I am using Theano/Pylearn2 to implement LSTM model inside my own network. However, I've found that Theano scan is much, much slower than using plain loops. I used the Theano profiler
<% time> <sum %> <apply time> <time per call> <type> <#call> <#apply> <Class name>
95.4% 95.4% 25.255s 4.31e-02s Py 586 3 theano.scan_module.scan_op.Scan
1.8% 97.2% 0.466s 4.72e-05s C 9864 41 theano.sandbox.cuda.basic_ops.GpuElemwise
0.8% 97.9% 0.199s 8.75e-05s C 2276 10 theano.sandbox.cuda.basic_ops.GpuAlloc
0.7% 98.7% 0.196s 1.14e-04s C 1724 8 theano.sandbox.cuda.blas.GpuDot22
0.3% 99.0% 0.087s 1.06e-04s C 828 3 theano.sandbox.cuda.basic_ops.GpuIncSubtensor
0.2% 99.2% 0.051s 1.66e-04s Py 310 2 theano.sandbox.cuda.basic_ops.GpuAdvancedSubtensor1
and the Ops,
<% time> <sum %> <apply time> <time per call> <type> <#call> <#apply> <Op name>
77.2% 77.2% 20.433s 7.40e-02s Py 276 1 forall_inplace,gpu,grad_of_lstm__layers}
18.2% 95.4% 4.822s 1.56e-02s Py 310 2 forall_inplace,gpu,lstm__layers}
So lots and lots of time are spent on Scan (which is kind of as expected, but I didn't expect it to be soo slow).

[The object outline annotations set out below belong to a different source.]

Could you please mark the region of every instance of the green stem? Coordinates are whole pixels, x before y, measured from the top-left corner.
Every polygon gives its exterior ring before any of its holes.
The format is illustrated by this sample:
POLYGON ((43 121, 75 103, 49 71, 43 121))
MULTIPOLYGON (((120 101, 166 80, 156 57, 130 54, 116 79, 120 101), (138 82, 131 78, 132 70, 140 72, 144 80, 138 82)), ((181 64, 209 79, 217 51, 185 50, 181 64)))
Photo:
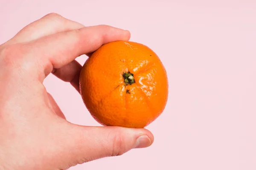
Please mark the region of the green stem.
POLYGON ((123 74, 123 77, 124 77, 124 82, 125 83, 131 85, 135 82, 132 73, 130 72, 124 73, 123 74))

The main body of my code is
def fprop(self, state_below, state_prev = 0, cell_prev = 0):
if state_prev == None:
state_prev = self.state_prev;
if cell_prev == None:
cell_prev = self.cell_prev;
i_gate = T.nnet.sigmoid(T.dot(state_below,self.Wi) +
T.dot(state_prev,self.Ui));
f_gate = T.nnet.sigmoid(T.dot(state_below,self.Wf) +
T.dot(state_prev,self.Uf));
C = T.tanh(T.dot(state_below, self.Wc) +
T.dot(state_prev, self.Uc));
C = i_gate * C + f_gate * cell_prev;
o_gate = T.nnet.sigmoid(T.dot(state_below,self.Wo) +
T.dot(state_prev,self.Uo) +
T.dot(C, self.Vo));
h_out = o_gate * T.tanh(C);
return h_out, C
And I wrote my scan as:
[h,c,out], _ = theano.scan(fn=self.fprop_with_output,
sequences=[X.T,Y[:,1:].T],
outputs_info=[dict(initial=h_,taps=[-1]), dict(initial=c_,taps=[-1]),None],n_steps=X.shape[1]-1);
One thing I've noticed is that the type of Theano scan uses Python implementation (?) is that the reason why this is ridiculously slow? or did I do something wrong? Why is Theano python implementation of Scan instead of C's.
(I said using loops is faster, but it's faster at runtime, for large model I didn't manage to compile the version of using loops within reasonable amount of time).